If we use the definition that says matter is anything that has mass and takes up space, then an electron is not matter.

Are protons and neutrons matter?
 
This is interesting. An electron cloud takes up space, yet the individual electrons do not. Also, an electron has mass.

If we use the definition that says matter is anything that has mass and takes up space, then an electron is not matter.

Are protons and neutrons matter?
Well, as it would stand according to current theory all point particles are black holes. We usually gloss over that one!

As to electron clouds remember that the cloud isn't made of actual electrons, it is a probability distribution which gives the probability of an electron being some point or energy or angular momentum, etc. It does not exist in "real" space.

-Dan
 
… as it would stand according to current theory …
I've been reading up on chemistry; perhaps its perspective differs from physics, in some finer details?


… remember that the cloud isn't made of actual electrons …
Maybe I've misunderstood. According to what I've read, if an atom owns an electron, then the electron's potential positions (in whatever form it takes) define a region somewhere around the nucleus. The region has a specific shape and takes up space. Chemists call these regions orbitals, and the aggregate electron orbitals for a specific atom is what I'm thinking of, when I say 'cloud'.

I'm still studying the subject; there's a lot I don't know. ?
\(\displaystyle \;\)
 
Chemistry wouldn't matter here. If an object has all its mass contained inside its Schwarzchild radius ( 2GM/c^2) then it is, by definition a black hole. If it's a point particle it has to be inside its Schwarzchild radius.

Let's talk position then.

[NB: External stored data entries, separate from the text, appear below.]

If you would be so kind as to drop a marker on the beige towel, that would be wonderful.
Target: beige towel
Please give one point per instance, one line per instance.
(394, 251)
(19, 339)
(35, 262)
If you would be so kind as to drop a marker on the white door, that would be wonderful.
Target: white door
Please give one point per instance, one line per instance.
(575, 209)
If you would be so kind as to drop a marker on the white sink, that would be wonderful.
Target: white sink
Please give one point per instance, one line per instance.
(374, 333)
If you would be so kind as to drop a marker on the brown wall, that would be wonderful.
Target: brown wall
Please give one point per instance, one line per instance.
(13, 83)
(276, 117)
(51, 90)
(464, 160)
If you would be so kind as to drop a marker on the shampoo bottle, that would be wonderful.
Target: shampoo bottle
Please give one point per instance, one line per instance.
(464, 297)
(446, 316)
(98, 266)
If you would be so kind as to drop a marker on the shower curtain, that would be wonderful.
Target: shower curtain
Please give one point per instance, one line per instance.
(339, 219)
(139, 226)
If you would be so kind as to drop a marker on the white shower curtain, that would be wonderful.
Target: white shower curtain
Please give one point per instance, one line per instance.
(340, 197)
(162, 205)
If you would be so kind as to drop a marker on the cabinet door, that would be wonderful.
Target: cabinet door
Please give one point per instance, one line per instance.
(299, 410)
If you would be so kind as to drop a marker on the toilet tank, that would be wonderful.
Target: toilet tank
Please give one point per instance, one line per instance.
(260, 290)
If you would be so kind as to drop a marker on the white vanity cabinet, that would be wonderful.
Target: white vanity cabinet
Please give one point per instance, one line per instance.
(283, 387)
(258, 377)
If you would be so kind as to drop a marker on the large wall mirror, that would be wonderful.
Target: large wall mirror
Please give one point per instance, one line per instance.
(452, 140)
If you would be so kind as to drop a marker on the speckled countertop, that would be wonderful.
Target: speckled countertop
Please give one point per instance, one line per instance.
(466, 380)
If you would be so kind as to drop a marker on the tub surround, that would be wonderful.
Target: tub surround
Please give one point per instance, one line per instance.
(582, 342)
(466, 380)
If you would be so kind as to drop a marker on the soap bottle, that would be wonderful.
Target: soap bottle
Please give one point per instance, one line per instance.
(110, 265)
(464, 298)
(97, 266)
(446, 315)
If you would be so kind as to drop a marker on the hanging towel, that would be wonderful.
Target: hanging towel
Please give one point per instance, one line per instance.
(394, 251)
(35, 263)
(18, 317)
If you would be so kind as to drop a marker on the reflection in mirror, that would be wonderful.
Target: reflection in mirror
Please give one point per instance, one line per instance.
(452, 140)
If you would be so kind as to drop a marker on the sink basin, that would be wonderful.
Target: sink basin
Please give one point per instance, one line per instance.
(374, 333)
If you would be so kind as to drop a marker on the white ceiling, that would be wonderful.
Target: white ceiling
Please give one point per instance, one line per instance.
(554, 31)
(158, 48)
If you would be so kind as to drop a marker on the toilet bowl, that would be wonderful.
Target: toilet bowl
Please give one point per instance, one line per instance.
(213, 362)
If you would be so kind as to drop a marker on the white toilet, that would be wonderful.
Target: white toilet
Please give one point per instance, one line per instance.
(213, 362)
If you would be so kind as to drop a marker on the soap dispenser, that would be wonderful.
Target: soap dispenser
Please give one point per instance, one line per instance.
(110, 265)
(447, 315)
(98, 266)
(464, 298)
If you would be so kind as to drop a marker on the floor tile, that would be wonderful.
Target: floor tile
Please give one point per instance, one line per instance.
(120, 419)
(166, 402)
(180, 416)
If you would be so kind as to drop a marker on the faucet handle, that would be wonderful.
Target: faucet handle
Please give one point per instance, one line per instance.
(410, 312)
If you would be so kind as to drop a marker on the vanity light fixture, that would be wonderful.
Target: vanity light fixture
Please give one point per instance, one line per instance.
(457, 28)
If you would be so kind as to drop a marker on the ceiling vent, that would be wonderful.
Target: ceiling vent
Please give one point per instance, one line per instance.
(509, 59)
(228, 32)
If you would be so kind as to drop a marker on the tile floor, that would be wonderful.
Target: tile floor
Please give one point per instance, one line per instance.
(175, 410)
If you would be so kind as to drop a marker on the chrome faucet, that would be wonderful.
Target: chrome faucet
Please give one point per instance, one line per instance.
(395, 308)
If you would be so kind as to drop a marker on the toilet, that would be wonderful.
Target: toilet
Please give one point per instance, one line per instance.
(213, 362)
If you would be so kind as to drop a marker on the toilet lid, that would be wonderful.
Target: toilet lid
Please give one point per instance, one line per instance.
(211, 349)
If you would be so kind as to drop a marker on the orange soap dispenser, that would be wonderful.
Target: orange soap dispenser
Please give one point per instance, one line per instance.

Until observed no particle exists definitely at any point. Once observed the electron's wavefunction will "collapse" (I don't like that term) at a specific point. Where that point is depends on factors such as what orbital the electron is in. I can't draw the pretty pictures but the possible locations of an electron can take spheres or bell-like shapes. (Look at the the hydrogen wavefunctions on the right here.) The electron shows up at a point around the nucleus but the electron is always sitting somewhere within the probability cloud for that particular value of n ( and l, p, d, etc.). The probability distribution is what is called the cloud... two electrons in different orbitals could show us right next to each other but have different quantum numbers.